3. The vacuum cleaner of claim 2, wherein the rotational member is a circular rotational plate to partition the chamber into upper and lower spaces, and

the compression part passage is provided in the upper space of the chamber and the high pressure part passage and the low pressure part passage are provided in the lower space of the chamber.

4. The vacuum cleaner of claim 2, wherein an area of a space in the chamber in communication with the low pressure part passage is larger than an area of a space in the chamber in communication with the high pressure part passage.

5. The vacuum cleaner of claim 3, further comprising:

a partitioning part configured to surround the high pressure part passage and a space in communication with the high pressure part passage to partition them from the low pressure part passage and a space in communication with the low pressure part passage.

6. The vacuum cleaner of claim 5, wherein the partitioning part is in contact with the rotational plate, and

an area of the space surrounded by the partitioning part is identical to or larger than an area of the passage opening part.

7. The vacuum cleaner of claim 2, further comprising:

a first guide member stepped in the chamber to support a lower surface of the rotational plate and to guide rotation of the rotational plate.

8. The vacuum cleaner of claim 2, further comprising:

a cover detachably provided in an upper end of the chamber to cover the chamber and the rotational member.

9. The vacuum cleaner of claim 8, wherein the cover comprises a second guide member extended from the cover downwardly to support a top surface of the rotational plate and to guide rotation of the rotational plate.

10. The vacuum cleaner of claim 9, further comprising:

a passage communication recess provided in the cover by cutting away the second guide member partially,

wherein the passage communication recess is arranged in a position, corresponding to the compression part passage, to communicate the passage opening part with the compression part passage.

11. The vacuum cleaner of claim 1, wherein the rotational member comprises,

a circular-shaped rotational plate;

a flange provided along an outer circumferential surface of the rotational plate to contact with an inner circumferential surface of the chamber, and

the passage opening part is provided in the flange.

12. The vacuum cleaner of claim 11, further comprising:

a passage communication recess provided in the flange, with being separated from the passage opening part, to communicate with the compression part passage constantly.

13. The vacuum cleaner of claim 12, wherein the passage communication recess is stepped from a predetermined area of the flange.

14. The vacuum cleaner of claim 12, further comprising:

a cover detachably provided in an upper end of the chamber to cover the chamber and the rotational member.

15. The vacuum cleaner of claim 14, wherein an upper end of the flange is in contact with the cover.

16. The vacuum cleaner of claim 15, wherein the rotational member further comprises,

a guide member provided in a side of the passage communication recess, in contact with the cover, to guide rotation of the rotational member with respect to the cover.

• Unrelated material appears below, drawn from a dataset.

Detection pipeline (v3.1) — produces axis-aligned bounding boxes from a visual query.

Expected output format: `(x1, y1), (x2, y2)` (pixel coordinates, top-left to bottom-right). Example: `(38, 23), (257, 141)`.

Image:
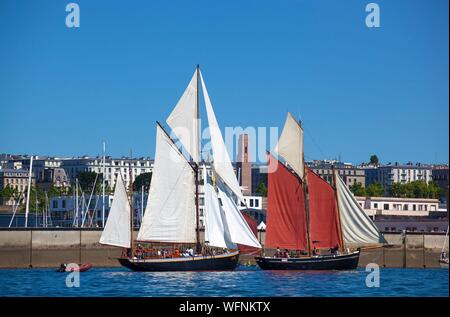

17. The vacuum cleaner of claim 1, wherein the low pressure part is an inlet of the vacuum motor or a space in communication with the inlet of the vacuum motor.

18. The vacuum cleaner of claim 1, wherein the high pressure part is an outlet of the vacuum motor or a space in communication with the outlet of the vacuum motor, or the outside of the body.

19. The vacuum cleaner of claim 1, further comprising:

a motor provided outside the chamber, with connected with the rotational member;

a control unit configured to control a rotational direction and a rotational speed of a shaft of the motor,

wherein the control unit controls rotation of the rotational member, for the communication time between the compression part passage and the high pressure part passage to be shorter than the communication time between the low pressure part passage and the compression part passage.

20. The vacuum cleaner of claim 1, wherein the dust compression device is a piston or a multi-way pipe having the size that is changeable based on change of the pressure possessed by air therein.